The world is made of three dimensions (3-D). Humans perceive the world in 3-D but really see 2-D images in the eye retina. We have the aptitude to estimate the depth of objects in a scene. We want to mimic this aptitude of recovering 3-D perception of a scene from a 2-D image in computer vision.
The formation of an image depends on the light source (intensity), the camera (extrinsic and intrinsic parameters) and the scene (shape). Digital images are stored as arrays of numbers. Those numbers can represent intensity. The higher is the number, the brighter is the image. The basic elements of an imaging device is the aperture to limit the amount of light entering the system, the optical system to focus the light and some imaging photosensitive surface such as a film or sensors. The world is made of 3 dimensions. When we take a picture, the 3-D is mapped to 2-D. We are in a way losing one dimension which makes it hard in computer vision to recover 3-D from 2-D. A projection is a way to transform a world from one dimensionality to another.
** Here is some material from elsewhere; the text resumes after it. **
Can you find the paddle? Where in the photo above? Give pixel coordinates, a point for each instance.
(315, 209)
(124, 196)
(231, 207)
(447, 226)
Our initial world is 3-D and therefore we need to formulate a projection from this 3-D world into the 2-D one that we see. There are various projection models. The most popular projection model is called pinhole camera model or perspective projection. The distance from the lens to the image plane is called focal length and the distance from the lens to the object is the depth. There is another projection which is called orthographic projection. In orthographic projection, there is no perspective effect. It is similar to taking a picture from very far away. The perspective projection model can be simplified as a scaled orthographic projection model where the focal length parameter is dropped.
There are many methods to recover 3-D from 2-D in computer vision. Our vision system is 2-D but we have a way to perceive 3-D. We perceive the world in 3-D by using several depth cues; two eyes (stereo vision), motion, convergence, occlusion and texture density. In computer vision we try to recover 3-D information or 3-D shape from 2-D images using one or several of those depth cues. Such 3-D reconstruction methods are called shape from X where X can be stereo, motion, shading, texture or contours. There is lot of applications of 3-D reconstruction from 2-D image such as face recognition, object recognition, remote sensing (Unmanned Aerial Vehicles for example), robotics and computer graphics. Face recognition is a popular security tool to verify and identify individuals at check point areas such as airports and law enforcement agencies. Currently available face recognition systems, which are mostly based on 2-D face images, are sensitive to lighting conditions and changes in head pose. Systems with 3-D face reconstruction capabilities have great potential for application in security facilities as they can aid and enhance face recognition capacities.